BFP – your post is so right on. so many of my friends have shared their experiences with me – making the same connection between various health issues and being attacked – and many specifically connecting their weight (over and under) to part of their coping or healing.
interestingly, the public health people seem to be catching on to these connections. one of the big studies the sexual violence prevention folks and the public health people (CDC) are looking at right now is called ACE. (i think it stands for Adverse Childhood Experiences.) The reason the doc (guy) who did the study did it was because it occurred to him that his patients that were struggling with on going and chronic health issues – including unhealthy weight – seemed to have deeper reasons than, impulse control for example. (what you are saying!) the study clearly showed a relationship between adverse childhood experiences, including sexual violence and witnessing/growing up with domestic violence, and health problems as an adult. (this study also documents 1 in 4 girls and 1 in 6 boys are sexually assaulted before turning 18.)

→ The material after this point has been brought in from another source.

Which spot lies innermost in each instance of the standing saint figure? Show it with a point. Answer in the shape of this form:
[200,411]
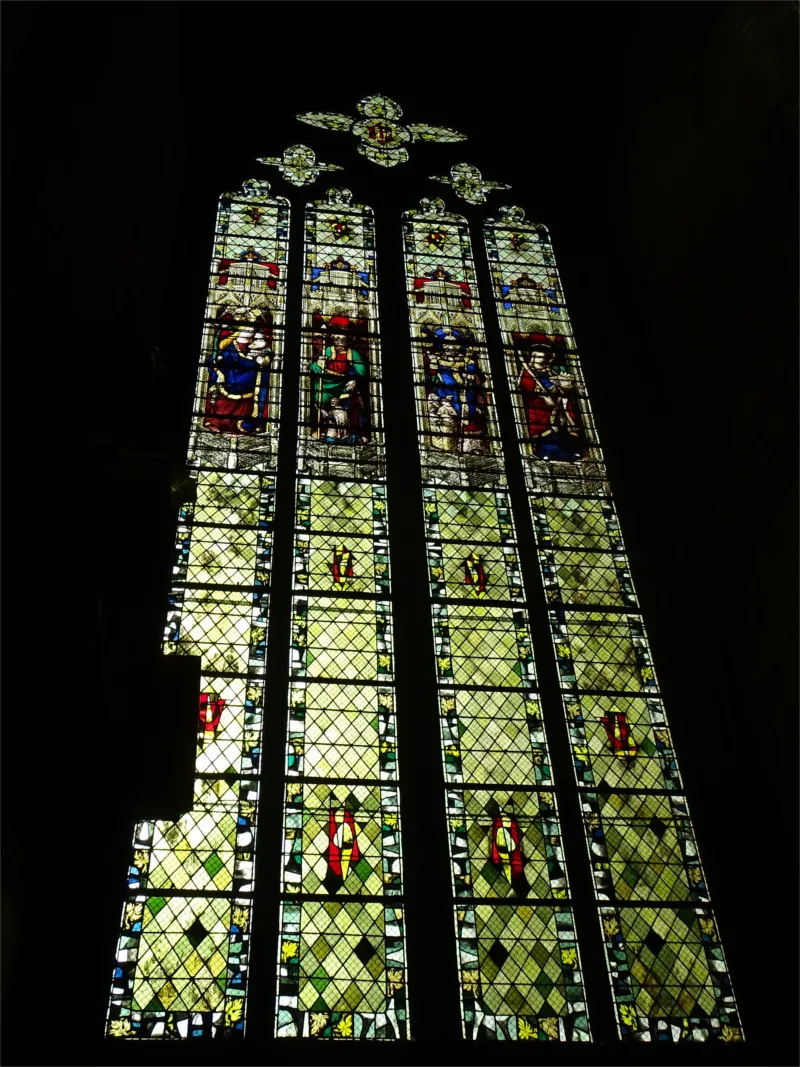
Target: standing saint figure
[237,401]
[337,377]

for people living this reality – this is not news. but i guess it is news that someone was paying enough attention to see this and now a lot of people are talking about it. the CDC now considers sexual violence/violence against women to be a national health epidemic.

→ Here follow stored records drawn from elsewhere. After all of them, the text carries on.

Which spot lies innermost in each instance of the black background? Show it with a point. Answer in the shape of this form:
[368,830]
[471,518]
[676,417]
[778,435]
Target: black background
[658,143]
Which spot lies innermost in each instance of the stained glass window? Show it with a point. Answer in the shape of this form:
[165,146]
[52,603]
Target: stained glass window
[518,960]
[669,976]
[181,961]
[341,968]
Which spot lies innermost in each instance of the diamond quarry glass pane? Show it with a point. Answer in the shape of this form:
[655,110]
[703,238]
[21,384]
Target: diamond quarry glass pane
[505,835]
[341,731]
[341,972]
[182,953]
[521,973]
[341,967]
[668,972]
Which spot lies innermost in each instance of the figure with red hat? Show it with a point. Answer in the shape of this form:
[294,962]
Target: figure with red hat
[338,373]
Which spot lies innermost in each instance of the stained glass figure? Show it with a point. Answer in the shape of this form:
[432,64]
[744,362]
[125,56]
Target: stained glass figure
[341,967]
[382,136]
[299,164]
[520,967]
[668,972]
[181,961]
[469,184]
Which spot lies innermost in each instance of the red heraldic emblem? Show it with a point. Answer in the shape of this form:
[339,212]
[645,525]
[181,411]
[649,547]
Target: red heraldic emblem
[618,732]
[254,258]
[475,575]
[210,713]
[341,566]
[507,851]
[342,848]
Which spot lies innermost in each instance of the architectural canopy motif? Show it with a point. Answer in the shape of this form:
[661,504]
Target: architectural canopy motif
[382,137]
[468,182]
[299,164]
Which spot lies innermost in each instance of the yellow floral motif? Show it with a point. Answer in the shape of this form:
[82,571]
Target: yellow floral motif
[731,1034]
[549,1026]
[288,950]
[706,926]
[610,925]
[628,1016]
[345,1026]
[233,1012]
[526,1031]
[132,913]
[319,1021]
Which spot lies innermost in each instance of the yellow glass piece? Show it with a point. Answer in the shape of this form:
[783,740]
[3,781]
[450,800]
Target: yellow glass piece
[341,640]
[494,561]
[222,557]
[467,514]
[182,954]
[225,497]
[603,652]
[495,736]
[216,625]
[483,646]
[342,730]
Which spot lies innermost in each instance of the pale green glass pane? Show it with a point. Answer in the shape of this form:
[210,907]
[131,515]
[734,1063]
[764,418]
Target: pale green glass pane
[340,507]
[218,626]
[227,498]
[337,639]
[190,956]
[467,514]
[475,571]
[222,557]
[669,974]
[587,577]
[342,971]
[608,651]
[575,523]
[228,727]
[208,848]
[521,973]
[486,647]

i believe, that as this shift to understanding violence against women/sexual violence as public health issue and epidemic is happening in the halls of public health institutions, we need to be concerned about how that might limit an analysis of sexual violence.

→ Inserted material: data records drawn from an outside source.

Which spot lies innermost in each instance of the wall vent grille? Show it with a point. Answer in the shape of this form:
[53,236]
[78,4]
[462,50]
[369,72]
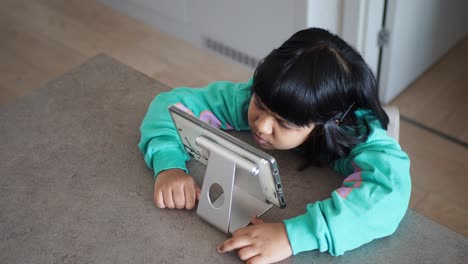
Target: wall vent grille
[230,52]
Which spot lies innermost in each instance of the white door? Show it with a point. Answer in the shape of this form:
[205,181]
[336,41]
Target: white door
[419,33]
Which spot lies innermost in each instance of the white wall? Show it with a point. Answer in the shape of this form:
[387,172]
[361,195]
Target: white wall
[421,31]
[251,27]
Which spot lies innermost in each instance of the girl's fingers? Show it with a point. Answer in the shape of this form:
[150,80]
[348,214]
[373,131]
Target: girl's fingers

a limited analysis of the problem – an analysis that doesn’t understand this violence as rooted in colonization of land, peoples and literally our bodies – its role in creating and upholding heterosexist binaries – its manifestations in racism – racism and gender and racist violence – its connection to LGBTQ oppression and violence directed at queer people – the ways it is deployed against differently-abled people in their systematic oppression – its place as a tool of wars of all kinds – can’t result in practices that will create liberation. anything short of that – and the violence won’t stop.
i want to know how we can build on the truth that we know – in our bones, muscles, and fat – that the violences we experience live in our bodies and shape our health, physically, mentally and emotionally as we journey through our healing in a world that doesn’t support us to heal. how to understand and create health practices based in this knowledge without the violence that comes with medicalization/pathologization? how can we be glad that someone is noticing that sexual violence is happening in epidemic proportions – and make sure that that recognition doesn’t result in further violence and oppression.
in my state, there are mandated reporting laws requiring that sexual assaults, rapes and physical abuse against differently-abled people and elders is reported. this is a public health response. an effort to stop the beyond epidemic levels of violence targeted at these two, sometimes overlapping communities/populations. and with statistics like 80%+ of disabled people are survivors of sexual attacks, i get why the state thought something needed to be done. but the method increases state control and is based on oppressing beliefs that the people in both of these groups are feeble, innocent, child-like and unable to control and make decision about their own lives. less than. isn’t that devaluing a central part of what make us – women, children, POC, those of us without enough, those of us with abilities that are maybe a little different – isn’t that what makes us disposable to this society?
so i am not so sure about this public health approach that i am part of in my job every day. am constantly wondering, how can that be rooted in an analysis that posits sexual violence as an expression of multiple forms of oppression? how is a public health model of prevention going to be anti-racist? anti-abilist? anti-agist? anti-capitalist? how is a public health model going to decolonize?